Amelia 2.0 (2017) Review

Amelia 2.0 is a 2017 sci-fi drama about a husband of a dying woman who is approached by a corporation pioneering a new program to extend life through robotics, getting caught in a public debate over human’s relationship with technology.

What could be more sci-fi that making a better human, a theme long beloved in the genre? We’ve seen it a dozen times or more, not even including all the Frankenstein films to boot. Yet here we are again with Amelia 2.0, tackling the idea once more in an absorbing little sci-fi drama that has plenty of potential though lacks the urgency that it feels compelled to have, with a story more centered on the drama than the sci-fi.

Carter Summerland (Ben Whitehairis a dedicated police officer and committed husband to Amelia (Angela Billman) looking forward to the future and raising a family when his wife is suddenly struck down by a brain aneurism putting her into a vegetative state with Locked-in syndrome for over two years. There is no hope for her until Carter is approached by an offer from a scientist named Paul Wesley (Ed Begley Jr.) who, along with his highly-advanced crew at Wesley Enterprises, including Dr. Ellen Beckett (Kate Vernon), are on the threshold of creating artificial life with a complete brain transplant. Agreeing to the procedure, Carter gives them Amelia and Wesley builds an anatomically perfect replica of her with the now dead Amelia’s mind but soon enough she entangled in a fierce public debate about the future of humanity.

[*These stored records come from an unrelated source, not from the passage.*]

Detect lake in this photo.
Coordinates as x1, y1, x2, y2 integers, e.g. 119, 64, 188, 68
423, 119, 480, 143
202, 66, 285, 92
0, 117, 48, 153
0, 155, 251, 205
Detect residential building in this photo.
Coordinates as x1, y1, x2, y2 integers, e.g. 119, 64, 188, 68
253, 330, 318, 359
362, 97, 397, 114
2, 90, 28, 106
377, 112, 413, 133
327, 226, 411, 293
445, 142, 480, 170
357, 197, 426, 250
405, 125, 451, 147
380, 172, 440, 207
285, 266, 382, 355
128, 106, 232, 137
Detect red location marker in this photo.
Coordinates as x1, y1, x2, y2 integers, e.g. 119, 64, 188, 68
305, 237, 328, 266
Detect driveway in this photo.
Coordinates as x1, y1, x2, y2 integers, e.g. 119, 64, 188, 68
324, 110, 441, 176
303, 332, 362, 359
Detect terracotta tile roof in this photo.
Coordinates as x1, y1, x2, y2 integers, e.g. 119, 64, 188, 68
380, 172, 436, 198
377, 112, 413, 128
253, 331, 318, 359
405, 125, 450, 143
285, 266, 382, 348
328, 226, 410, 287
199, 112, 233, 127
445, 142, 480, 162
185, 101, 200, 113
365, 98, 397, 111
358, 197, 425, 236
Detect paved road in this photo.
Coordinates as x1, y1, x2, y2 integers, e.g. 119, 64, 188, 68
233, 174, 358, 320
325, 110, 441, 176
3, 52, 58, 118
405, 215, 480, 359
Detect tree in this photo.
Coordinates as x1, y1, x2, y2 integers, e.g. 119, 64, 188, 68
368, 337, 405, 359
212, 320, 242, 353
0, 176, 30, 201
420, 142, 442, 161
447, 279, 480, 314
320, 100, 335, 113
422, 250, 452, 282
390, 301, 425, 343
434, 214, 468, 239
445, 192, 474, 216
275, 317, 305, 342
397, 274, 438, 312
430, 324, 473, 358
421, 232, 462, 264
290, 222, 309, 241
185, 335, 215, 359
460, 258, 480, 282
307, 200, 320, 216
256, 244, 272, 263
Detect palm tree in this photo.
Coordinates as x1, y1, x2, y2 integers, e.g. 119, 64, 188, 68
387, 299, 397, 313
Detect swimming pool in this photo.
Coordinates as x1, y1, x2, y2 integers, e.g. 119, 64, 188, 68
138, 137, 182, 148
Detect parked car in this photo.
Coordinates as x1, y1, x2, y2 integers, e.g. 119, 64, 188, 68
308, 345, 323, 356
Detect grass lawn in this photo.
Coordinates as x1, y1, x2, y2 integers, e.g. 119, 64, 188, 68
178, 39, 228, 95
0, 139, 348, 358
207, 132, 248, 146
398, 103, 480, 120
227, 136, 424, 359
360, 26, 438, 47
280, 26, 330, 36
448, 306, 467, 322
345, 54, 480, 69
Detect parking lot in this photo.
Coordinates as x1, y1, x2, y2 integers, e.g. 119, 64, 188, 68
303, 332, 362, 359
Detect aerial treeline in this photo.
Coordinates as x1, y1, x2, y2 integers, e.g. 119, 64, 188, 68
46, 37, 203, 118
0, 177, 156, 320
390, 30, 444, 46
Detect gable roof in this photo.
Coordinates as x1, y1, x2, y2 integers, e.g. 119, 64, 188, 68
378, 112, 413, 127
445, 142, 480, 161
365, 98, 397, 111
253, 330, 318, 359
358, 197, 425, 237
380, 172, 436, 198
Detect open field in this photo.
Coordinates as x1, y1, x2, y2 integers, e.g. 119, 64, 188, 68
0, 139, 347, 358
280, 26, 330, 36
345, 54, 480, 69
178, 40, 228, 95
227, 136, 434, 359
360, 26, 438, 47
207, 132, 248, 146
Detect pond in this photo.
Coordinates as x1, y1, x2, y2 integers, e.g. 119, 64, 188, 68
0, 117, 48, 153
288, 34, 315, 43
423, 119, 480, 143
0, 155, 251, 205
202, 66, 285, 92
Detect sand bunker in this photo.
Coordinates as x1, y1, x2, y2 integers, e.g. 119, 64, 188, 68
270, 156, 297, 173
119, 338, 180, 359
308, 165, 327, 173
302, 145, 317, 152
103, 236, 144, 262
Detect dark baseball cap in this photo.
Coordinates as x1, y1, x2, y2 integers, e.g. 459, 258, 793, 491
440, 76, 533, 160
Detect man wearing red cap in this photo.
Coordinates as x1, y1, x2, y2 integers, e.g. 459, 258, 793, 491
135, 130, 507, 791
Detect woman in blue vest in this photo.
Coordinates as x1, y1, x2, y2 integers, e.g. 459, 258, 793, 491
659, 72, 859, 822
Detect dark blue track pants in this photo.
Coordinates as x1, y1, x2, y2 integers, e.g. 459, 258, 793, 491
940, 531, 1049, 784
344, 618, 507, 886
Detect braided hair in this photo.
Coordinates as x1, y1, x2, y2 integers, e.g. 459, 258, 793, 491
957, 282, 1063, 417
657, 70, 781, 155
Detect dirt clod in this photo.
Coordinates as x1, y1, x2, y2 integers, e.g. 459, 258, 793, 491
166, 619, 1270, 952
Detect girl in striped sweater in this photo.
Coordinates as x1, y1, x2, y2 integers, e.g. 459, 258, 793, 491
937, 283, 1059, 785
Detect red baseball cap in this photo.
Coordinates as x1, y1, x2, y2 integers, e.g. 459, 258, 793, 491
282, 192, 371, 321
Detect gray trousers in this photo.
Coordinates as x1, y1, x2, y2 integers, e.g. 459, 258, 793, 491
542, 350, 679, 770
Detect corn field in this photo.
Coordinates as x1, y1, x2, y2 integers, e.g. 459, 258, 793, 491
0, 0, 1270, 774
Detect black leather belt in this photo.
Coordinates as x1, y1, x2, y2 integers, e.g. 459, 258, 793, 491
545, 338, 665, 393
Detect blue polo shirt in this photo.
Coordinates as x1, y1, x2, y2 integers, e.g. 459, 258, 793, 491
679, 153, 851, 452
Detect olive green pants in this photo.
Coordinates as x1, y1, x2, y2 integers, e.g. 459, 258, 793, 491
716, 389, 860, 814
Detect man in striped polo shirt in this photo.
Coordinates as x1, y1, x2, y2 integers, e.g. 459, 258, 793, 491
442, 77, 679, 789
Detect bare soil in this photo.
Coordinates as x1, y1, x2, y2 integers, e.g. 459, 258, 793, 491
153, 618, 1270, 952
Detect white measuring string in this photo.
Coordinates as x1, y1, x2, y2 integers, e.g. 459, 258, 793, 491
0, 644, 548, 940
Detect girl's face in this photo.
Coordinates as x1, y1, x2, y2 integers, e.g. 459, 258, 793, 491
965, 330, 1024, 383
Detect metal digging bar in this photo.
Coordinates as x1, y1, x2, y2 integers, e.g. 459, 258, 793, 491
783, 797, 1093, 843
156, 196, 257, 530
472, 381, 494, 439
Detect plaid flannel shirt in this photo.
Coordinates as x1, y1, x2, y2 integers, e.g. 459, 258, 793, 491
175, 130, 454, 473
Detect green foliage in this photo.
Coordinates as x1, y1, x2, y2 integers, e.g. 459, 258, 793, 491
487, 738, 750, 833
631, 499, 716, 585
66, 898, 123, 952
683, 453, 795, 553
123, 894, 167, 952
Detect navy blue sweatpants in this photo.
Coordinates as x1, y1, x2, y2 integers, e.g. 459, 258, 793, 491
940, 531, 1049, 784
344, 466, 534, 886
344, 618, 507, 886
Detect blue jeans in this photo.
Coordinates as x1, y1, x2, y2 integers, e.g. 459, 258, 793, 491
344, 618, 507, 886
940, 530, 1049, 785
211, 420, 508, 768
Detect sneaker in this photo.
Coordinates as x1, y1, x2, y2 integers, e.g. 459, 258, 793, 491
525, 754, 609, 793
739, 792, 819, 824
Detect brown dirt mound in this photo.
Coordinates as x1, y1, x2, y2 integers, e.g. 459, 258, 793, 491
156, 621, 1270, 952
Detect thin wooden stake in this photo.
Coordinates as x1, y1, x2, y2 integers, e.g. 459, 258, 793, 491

Directed by Adam Orton, Amelia 2.0 rides on the back of many others, such as Blade Runner and Ex Machina, but is not quite in the same league with less attention given to the actual sci-fi and more to the implications, both on a personal and a global scale. The prospect of not only saving those whose lives are soon to be lost but in fact creating immortality to anyone willing to have their brains implanted into a robot is a very cool concept to wrap your own mind around and while Amelia 2.0 toys with bits of this, it spends much more time on rebuilding Amelia, finding errors and assembling old memories, leaving her in the hands of Max Parker (Eddie Jemison), the designer of her body and mechanics within, having to tell Amelia much about her possibilities and a few glaring limitations. Amelia just wants to be normal.

The film shifts to Carter’s questioning of what Amelia really is, having him run to the political side, getting fired up Senator Thaddeus (Chris Ellis), a God-fearing conservative involved, staging a massive debate about the ethics and such, while all Carter wants his is wife back. At the heart of it all is Amelia, who slowly regains her memories and the movie works best as a sort of amnesia movie of the week as she struggles with her new reality, one that sees her held like a captive with no rights, being the first of her kind.

These are all powerful themes but the movie doesn’t truly explore them as deeply as they should and the lack of momentum slows it down. Performance are all over the spectrum though Billman does well, as does Debra Wilson playing a television journalist trying to give Amelia a larger voice. Raising a number existential questions about humanity and its relationship with advanced technology, Amelia 2.0 is a curious low budget experiment that won’t be for everyone but holds its own in the genre.